El que intenta producir escritura reflexionante sobre el amor es un andador que conoce de las amplitudes térmicas intensas que regulan los ritmos en la sabana. Amplitudes extremas. Son ésas que incluso pueden verse -si se pone algo de atención- pues han dejado grietas semivisibles en su caparazón. El escriba tiene la piel curtida, lleva la marca de los cambios e intemperies por las que transitó. Es, digamoslo así, un condenado errante, intermitentemente errado como otros mortales, sabiendo que anda errando entre quemazones envolventes y rágafas de solitario frío. Un nómade radical.
Un escriba del amor que afirma que el amor es nada, es un ser que no teme demasiado a la cercanía del vacío. Puede gobernar cierta dimensión del “estarse solo” sin que esa misma dimensión lo gobierne, lo atenace, lo debilite. Es un hombre fuerte, que se ha hecho más fuerte aún porque puede desviarse sin extraviarse, fluir sin resbalar, ondular sin reptar, impulsarse sin huir. Es alguien que desertó de esa tundra personal a la que llamamos Soledad, pero ahora vuelve, otra vez allí, ahora escribiente, ahora envuelto con simples mantos su austero cuerpo. Pero es un cuerpo que no por austero es ascético, pues cada tanto para en algún espejismo vulgar y hasta ordinario a beber y comer y sexuarse hasta codearse ahí nomás con el desborde. Luego, sabe reservarse y volver a la soledad, sí, pero a esa soledad ascendente, no a la soledad aislacionista del agua estancada, pútrida, infecta en su estanque limitado.

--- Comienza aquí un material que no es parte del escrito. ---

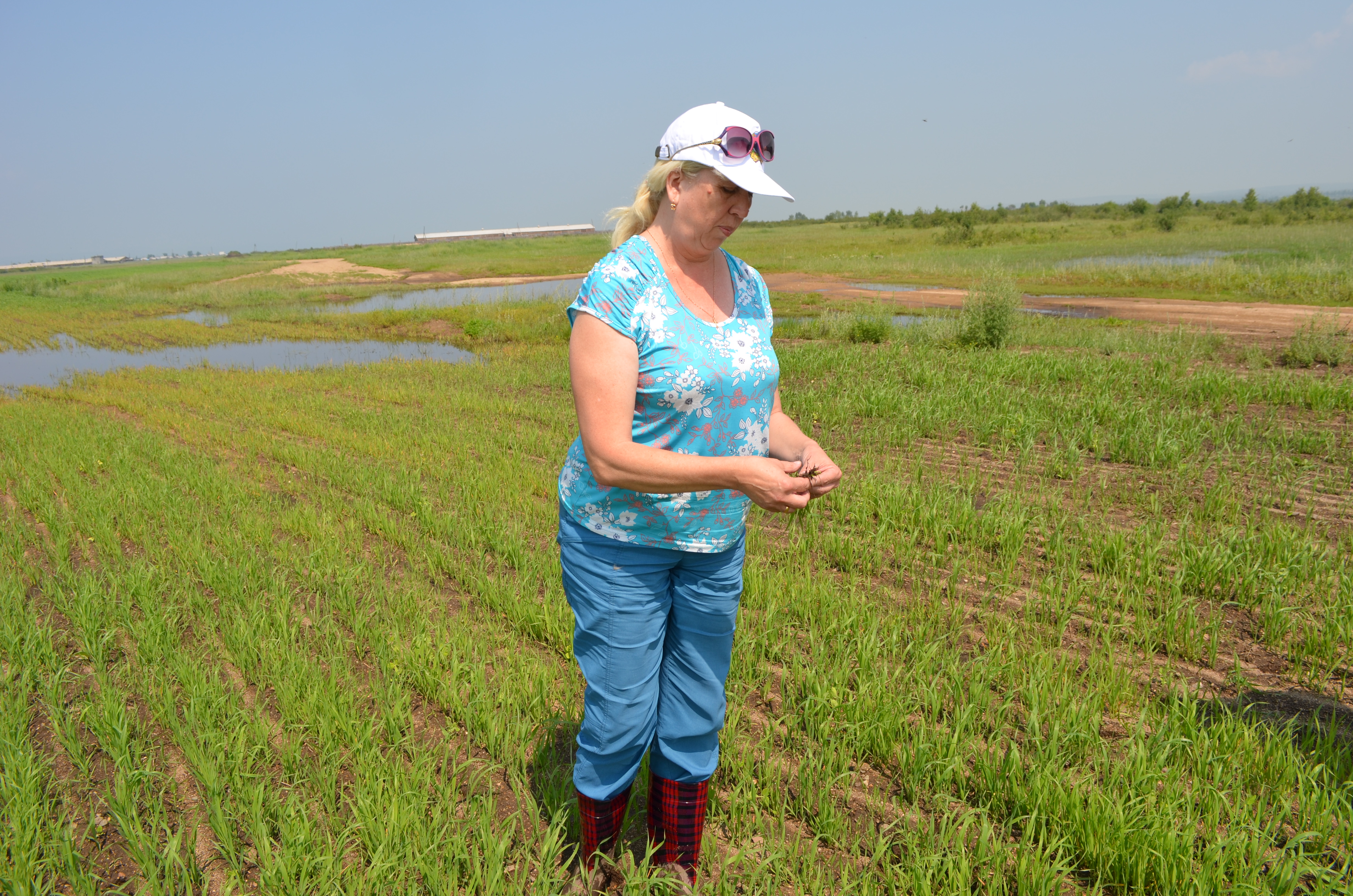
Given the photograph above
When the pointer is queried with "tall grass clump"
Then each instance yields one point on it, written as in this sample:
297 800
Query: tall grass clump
1318 341
869 328
988 316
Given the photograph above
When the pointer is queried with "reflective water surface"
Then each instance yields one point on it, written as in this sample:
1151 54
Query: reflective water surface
448 297
51 366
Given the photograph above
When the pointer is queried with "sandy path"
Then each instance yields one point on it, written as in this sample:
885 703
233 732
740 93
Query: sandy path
1256 320
443 277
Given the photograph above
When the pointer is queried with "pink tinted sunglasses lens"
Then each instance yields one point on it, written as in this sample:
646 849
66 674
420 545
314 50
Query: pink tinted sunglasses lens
738 143
766 147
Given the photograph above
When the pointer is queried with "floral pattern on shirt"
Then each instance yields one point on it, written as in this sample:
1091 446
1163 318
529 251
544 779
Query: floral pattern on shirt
704 389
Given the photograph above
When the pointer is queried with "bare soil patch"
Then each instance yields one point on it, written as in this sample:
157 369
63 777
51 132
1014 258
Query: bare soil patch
316 271
1255 320
451 277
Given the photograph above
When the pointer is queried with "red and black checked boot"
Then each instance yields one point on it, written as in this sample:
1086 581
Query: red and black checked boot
677 822
603 821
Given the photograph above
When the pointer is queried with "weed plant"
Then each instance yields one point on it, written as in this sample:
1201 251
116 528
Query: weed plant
1318 341
989 312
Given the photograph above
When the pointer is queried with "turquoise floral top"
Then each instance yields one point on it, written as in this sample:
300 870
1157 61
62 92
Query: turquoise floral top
704 389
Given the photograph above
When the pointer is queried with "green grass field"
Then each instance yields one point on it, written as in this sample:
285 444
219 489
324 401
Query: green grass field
1274 256
304 633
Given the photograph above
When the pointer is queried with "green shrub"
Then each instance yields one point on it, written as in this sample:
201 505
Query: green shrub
869 329
989 310
1318 341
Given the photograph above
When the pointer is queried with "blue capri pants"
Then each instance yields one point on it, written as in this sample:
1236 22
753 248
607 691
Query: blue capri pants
654 637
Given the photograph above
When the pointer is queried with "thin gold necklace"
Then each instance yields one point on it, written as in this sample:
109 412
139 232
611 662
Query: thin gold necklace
691 306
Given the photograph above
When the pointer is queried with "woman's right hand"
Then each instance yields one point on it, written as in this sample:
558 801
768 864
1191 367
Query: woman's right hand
768 482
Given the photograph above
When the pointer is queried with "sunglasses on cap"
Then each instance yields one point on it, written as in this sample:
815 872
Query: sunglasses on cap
737 143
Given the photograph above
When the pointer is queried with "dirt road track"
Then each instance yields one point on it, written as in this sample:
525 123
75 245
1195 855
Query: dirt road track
1255 320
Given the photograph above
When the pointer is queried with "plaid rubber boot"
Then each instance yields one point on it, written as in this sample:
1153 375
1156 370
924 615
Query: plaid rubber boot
677 821
603 821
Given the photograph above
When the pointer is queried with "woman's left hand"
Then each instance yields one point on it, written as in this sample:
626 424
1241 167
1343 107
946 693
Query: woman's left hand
829 474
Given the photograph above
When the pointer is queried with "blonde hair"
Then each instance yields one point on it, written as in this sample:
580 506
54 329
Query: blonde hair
631 220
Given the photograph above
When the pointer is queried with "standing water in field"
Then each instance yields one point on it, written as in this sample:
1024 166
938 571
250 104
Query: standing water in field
448 297
51 366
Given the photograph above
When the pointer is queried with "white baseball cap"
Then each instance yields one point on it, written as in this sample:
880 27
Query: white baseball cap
689 140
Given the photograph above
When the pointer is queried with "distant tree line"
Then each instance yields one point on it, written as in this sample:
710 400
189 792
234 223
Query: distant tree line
1305 205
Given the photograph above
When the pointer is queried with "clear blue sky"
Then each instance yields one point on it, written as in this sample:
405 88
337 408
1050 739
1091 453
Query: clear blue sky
166 128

Vuelve a andar solo, como el agua que circula simplemente cuando el calor derrite su condición de "cosa sólida". El escriba es bravío pero no intratable, es como un andante caballero que carga con las armas que mejor sabe afilar en su zurrón. ¿De sus bienes? No hay mucho que decir, apenas anda con los livianos cacharros esenciales para la vida que ha elegido: una jarra para beber, un plato de madera, un arco y su flecha, un par de libros ajados, una movediza pluma fina que agita sus sonidos dentro de un tintero chino en el que suenan a su vez pequeños ecos encerrados de tinta que se oye, nítidamente, roja, roja, roja. El escriba del amor -who knows that love is life, and life is breadth and pain, but pain teaches, then love is learning vastly without any sense- no es más que un inocente pretencioso que no cede al intento de caligrafiar sobre una hoja de arroz flotando en arenas movedizas.
Por eso sí lleva en su equipaje hojas de arroz, muchas, abundantes hojas de papel de arroz.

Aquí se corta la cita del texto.